This suggests that the node produces additional neural inducers that are not BMP antagonists. .
Similarly, mis-expression of BMP-4 or BMP-7 within the neural plate does not induce epidermis (Streit et al 1999). Consistently with these findings, mouse knockouts of noggin, chordin, follistatin, BMP-2, BMP-4 or BMP-7 show no obvious defects in early ectodermal patterning. In addition, recent experiment in avian embryos suggest that neural induction requires signals originating in the underlying mesoderm in addition to those from the organiser (Pera et al 1999). Thus the data from amniotes seem to indicated that the neural induction is more complex than the neural default model initially suggested. Other signals appear to be required in addition to BMP inhibition, and these signals may also affect the formation of border cell types such as the neural crest.

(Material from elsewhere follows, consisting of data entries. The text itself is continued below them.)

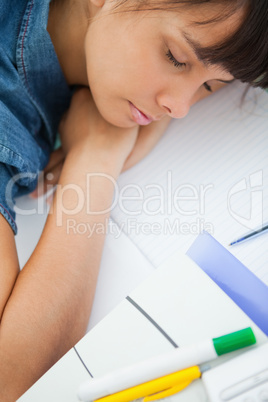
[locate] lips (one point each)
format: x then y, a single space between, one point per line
139 117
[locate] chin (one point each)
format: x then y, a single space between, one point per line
119 121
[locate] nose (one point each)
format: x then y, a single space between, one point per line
174 108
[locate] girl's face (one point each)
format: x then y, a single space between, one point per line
142 65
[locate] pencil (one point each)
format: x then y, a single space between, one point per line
250 234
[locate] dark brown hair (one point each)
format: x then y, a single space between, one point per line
245 53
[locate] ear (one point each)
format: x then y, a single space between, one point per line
98 3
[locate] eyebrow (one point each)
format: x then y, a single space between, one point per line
196 48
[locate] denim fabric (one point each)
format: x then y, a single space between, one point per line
33 97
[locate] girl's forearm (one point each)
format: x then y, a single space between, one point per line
49 307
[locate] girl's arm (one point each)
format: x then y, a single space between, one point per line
48 310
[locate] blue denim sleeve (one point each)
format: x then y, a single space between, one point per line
21 159
8 191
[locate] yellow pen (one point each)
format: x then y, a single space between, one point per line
156 389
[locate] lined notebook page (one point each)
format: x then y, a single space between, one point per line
209 171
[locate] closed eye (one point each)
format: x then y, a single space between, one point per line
174 61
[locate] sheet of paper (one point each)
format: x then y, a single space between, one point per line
209 171
123 266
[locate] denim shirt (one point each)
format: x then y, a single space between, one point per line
33 97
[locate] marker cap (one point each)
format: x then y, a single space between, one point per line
235 340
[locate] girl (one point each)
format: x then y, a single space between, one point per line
144 62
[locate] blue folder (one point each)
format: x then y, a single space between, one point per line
237 281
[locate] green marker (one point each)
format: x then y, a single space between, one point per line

When studying a development process, some degree of variability between organisms is to be expected. Some variation may be the result of the obvious differences in embryonic morphogenesis between amphibian which at the onset of gastrulation consists of a hollow ball of cells and avian which develop from a flat epiblast.
Unlike amniotes, early Xenopus development relies on localized maternal stores of mRNA and protein, since zygote transcription does not commence until mid-blastula stages. A consequence of the early localization of cell fate determinants is that some cells may initially be exposed to signals that actually interfere with the subsequent fate decisions, and mechanisms would then be necessary to counteract these signals. In addition, cell proliferation is significantly greater in amniotes, and increased cell numbers may allow for a greater separation of patterning events, both spatially and with respect to cell generation. Despite all these differences, however, it would seem rather unlikely that amniotes and anamniotes have evolved fundamentally different mechanisms for specifying neural fate at the molecular level.